In questo momento migliaia di prigioniere yazide sono ancora tenute in schiavitù dallo Stato islamico (foto LaPresse)

In un video le urla di una “schiava” stuprata dallo Stato islamico

Redazione
E' una rara finestra sull’orrore della situazione, perché nemmeno gli uomini del califfo hanno mai pubblicato video o immagini delle prigioniere.

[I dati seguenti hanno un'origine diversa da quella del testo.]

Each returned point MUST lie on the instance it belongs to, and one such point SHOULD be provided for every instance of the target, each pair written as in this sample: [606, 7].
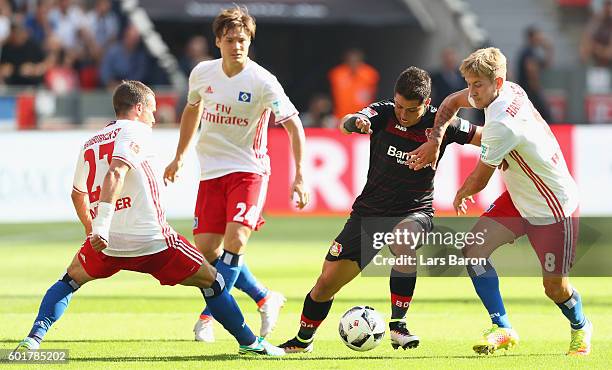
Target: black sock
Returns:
[313, 314]
[402, 288]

Martedì ha cominciato a circolare un video ripreso probabilmente con un telefonino di alcuni uomini dello Stato islamico che scherzano e ridono rilassati mentre in un’altra stanza, invisibile, una donna urla mentre è stuprata. Il video non è ufficiale, è informale, trovato nella memoria del cellulare di un combattente morto a Shirkat, ultima località irachena a essere strappata di mano agli estremisti. Non c’è modo di verificarne l’autenticità, ma questo è uno dei rarissimi casi in cui non importa. Sappiamo per certo che in questo momento migliaia di prigioniere yazide sono ancora tenute in schiavitù dallo Stato islamico e subiscono stupri quotidiani e urlano, anche se non le sentiamo. Esiste anche un termine arabo per loro, “sabaya”, che un giorno diventerà infame ma per adesso non lo è ancora.

 

Il video trovato è una rara finestra sull’orrore della situazione, perché nemmeno lo Stato islamico – che rivendica con orgoglio i massacri deliberati di civili e le torture sui prigionieri – ha mai pubblicato video o immagini delle schiave. Di loro si sa qualcosa soltanto grazie a chi è riuscita a fuggire oppure è stata liberata. Non si capisce bene perché il gruppo di Baghdadi non pubblicizzi di più questo suo lato di sevizie sulle donne, che pure ha tanto appeal sull’audience cui si rivolge e gioca senza dubbio un a parte nel reclutare volontari. Forse perché, più delle immagini di attentati a cui siamo assuefatti, la visione o anche soltanto le urla delle donne prigioniere ormai da due anni farebbero presa sulla coscienza internazionale e accelererebbero quelle campagne militari che stanno colpendo il gruppo nei territori in cui ha provato a diventare uno Stato.